The submission contains 3 .ipynb notebooks.
These submissions are a part of larger repository of notebooks @ https://github.com/Etrama/IFT6390_Weather-Events-Classification_Kaggle-Data-Challenge-1_2021
The 3 notebooks are:
- Logistic_Regression_Attempt1.ipynb - This contains the Logistic Regression Code for the 6390 Kaggle Challenge with some hyperparamter tuning.
- Final_Sub_RF_SMOTE_without_dups.ipynb - This is one of the 2 final submissions to Kaggle, which works on synthetic data without duplicates present in the original data.
- Final_Sub_RF_SMOTE_Tomek_with_dups.ipynb - This is the one of the 2 final submissions to Kaggle, which works on synthetic data with duplicates.
To run the Logistic_Regression_Attempt1.ipynb notebook: We need the notebook to be run in a folder which contains a folder called /ift3395-6390-weatherevents/ which has the train and test csvs within it.
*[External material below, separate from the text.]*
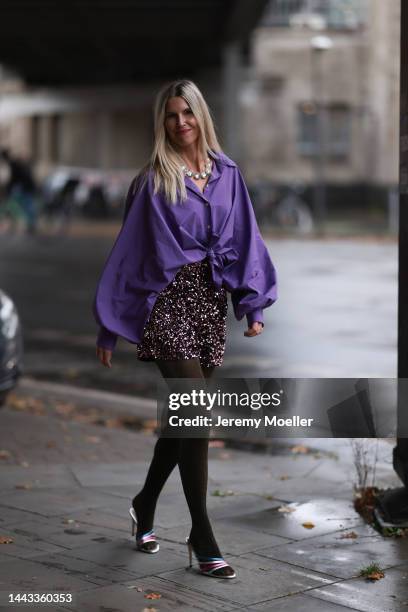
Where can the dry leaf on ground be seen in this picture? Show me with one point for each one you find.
(375, 576)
The rest of the notebook is pretty self-contained and we should be able to run the .ipynb cells line by line. The data is meant to be downloaded from Kaggle.
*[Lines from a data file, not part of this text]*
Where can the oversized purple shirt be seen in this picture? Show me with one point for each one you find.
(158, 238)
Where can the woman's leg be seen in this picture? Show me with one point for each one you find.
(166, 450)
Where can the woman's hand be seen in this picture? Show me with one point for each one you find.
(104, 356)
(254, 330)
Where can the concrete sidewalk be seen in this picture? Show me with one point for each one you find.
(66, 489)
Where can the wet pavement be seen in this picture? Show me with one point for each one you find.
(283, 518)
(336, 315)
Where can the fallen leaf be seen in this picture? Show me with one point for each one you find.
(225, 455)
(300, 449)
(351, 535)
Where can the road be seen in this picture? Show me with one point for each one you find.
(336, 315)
To run the Final_Sub_RF_SMOTE_without_dups.ipynb For this notebook we need the data to be in the same folder as above i.e. /ift3395-6390-weatherevents/ which has the train and test csvs within it. The rest of the notebook is pretty self-contained and we should be able to run the .ipynb cells line by line.
To run the Final_Sub_RF_SMOTE_Tomek_with_dups.ipynb: For this notebook we need the data to be in the same folder as above i.e. /ift3395-6390-weatherevents/ which has the train and test csvs within it. The rest of the notebook is pretty self-contained and we should be able to run the .ipynb cells line by line.
These are not included in the Gradescope submission BUT they are avaialble on Github: https://github.com/Etrama/IFT6390_Weather-Events-Classification_Kaggle-Data-Challenge-1_2021
For the other notebooks: The data files are generated using the following notebooks: Feature_Engineering_and_Sampling.ipynb - This will generate ADASYN data and also generate data using other SMOTE techniques with extra features that we tried to engineer. It will generate the data mentioned below: Entire data with train test split X_test_std.csv X_train_ada_std.csv X_train_std.csv
y_test.csv y_train_ada.csv y_train.csv
FeaEngg_Sampling_without_dups_without_extra_features.ipynb - Entire data without train test split X_train_full_ada_std.csv y_train_full_ada.cs
X_train_full_std.csv y_train_full.csv
Based on the flavour of data we want to generate, we can also use: FeaEngg_Sampling_with_dups_without_extra_features.ipynb - This will generate ADASYN retaining the duplicate data in the original data provided, similar to the notebook mentioned above.